Compaction is used to merge the base and log files of merge-on-read (MOR) tables. Compaction involves two processes: Schedule and Run. The schedule process generates a compaction plan in the timeline, which records which Parquet files will be merged with which log files. However, this is just a plan and does not perform the merge. The run process executes all the compaction plans in the timeline one by one until all are completed.

For MOR tables, data is stored using columnar Parquet files and row-based Avro files. Updates are recorded in incremental files, and then synchronous/asynchronous compaction is performed to generate new versions of the columnar files. MOR tables can reduce data ingestion latency, making asynchronous compaction that does not block ingestion meaningful.

How to Execute Compaction?

  1. Schedule only
    • Spark SQL (Set the following parameters, trigger on data write)
      hoodie.compact.inline=true
      hoodie.schedule.compact.only.inline=true
      hoodie.run.compact.only.inline=false
      hoodie.compact.inline.max.delta.commits=5 // The default value is 5, but you can adjust it based on the service scenario.

      After executing any write SQL, compaction will be triggered when the condition is met (for example, there are 5 delta log files under the same file slice).

    • Spark SQL (Set the following parameters, manually trigger once)
      hoodie.compact.inline=true
      hoodie.schedule.compact.only.inline=true
      hoodie.run.compact.only.inline=false
      hoodie.compact.inline.max.delta.commits=5 // The default value is 5, but you can adjust it based on the service scenario.

      Then manually execute SQL:

      schedule compaction on ${table_name}
    • SparkDataSource (Set the following parameters in the option, trigger on data write)

      hoodie.compact.inline=true

      hoodie.schedule.compact.only.inline=true

      hoodie.run.compact.only.inline=false

      hoodie.compact.inline.max.delta.commits=5 // The default value is 5, but you can adjust it based on the service scenario.

    • Flink (Set the following parameters in the with attribute, trigger on data write)

      compaction.async.enabled=false

      compaction.schedule.enabled=true

      compaction.delta_commits=5 // The default value is 5, but you can adjust it based on the service scenario.

  2. Run only
    • Spark SQL (Set the following parameters, manually trigger once)
      hoodie.compact.inline=true
      hoodie.schedule.compact.only.inline=false
      hoodie.run.compact.only.inline=true

      Then execute the following SQL:

      run compaction on ${table_name}
  3. Execute Schedule and Run together

    If there is no compaction plan in the timeline, it will attempt to generate and execute a compaction plan.

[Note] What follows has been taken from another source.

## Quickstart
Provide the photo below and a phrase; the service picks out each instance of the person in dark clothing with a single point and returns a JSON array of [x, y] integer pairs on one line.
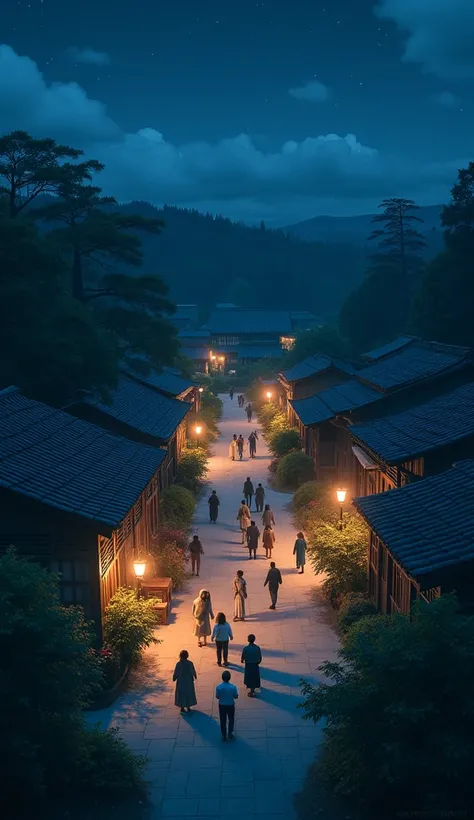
[[240, 446], [248, 492], [273, 580], [196, 550], [227, 694], [213, 506], [253, 534], [259, 498], [252, 657], [253, 444]]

    • Spark SQL (Set the following parameters, trigger on data write when the condition is met)
      hoodie.compact.inline=true
      hoodie.schedule.compact.only.inline=false
      hoodie.run.compact.only.inline=false
      hoodie.compact.inline.max.delta.commits=5 // The default value is 5, but you can adjust it based on the service scenario.
    • SparkDataSource (Set the following parameters in the option, trigger on data write)

      hoodie.compact.inline=true

      hoodie.schedule.compact.only.inline=false

      hoodie.run.compact.only.inline=false

      hoodie.compact.inline.max.delta.commits=5 // The default value is 5, but you can adjust it based on the service scenario.

    • Flink (Set the following parameters in the with attribute, trigger on data write)

      compaction.async.enabled=true

      compaction.schedule.enabled=false

      compaction.delta_commits=5 // The default value is 5, but you can adjust it based on the service scenario.

  4. Recommended approach
    • Spark/Flink Streaming jobs: Execute only Schedule, and then set up a separate Spark SQL job to execute Run at regular intervals.
    • Spark batch jobs: Execute Schedule and Run together directly.

      To ensure the highest efficiency of data lake ingestion, you are advised to produce the compaction schedule plan synchronously and execute the compaction schedule plan asynchronously.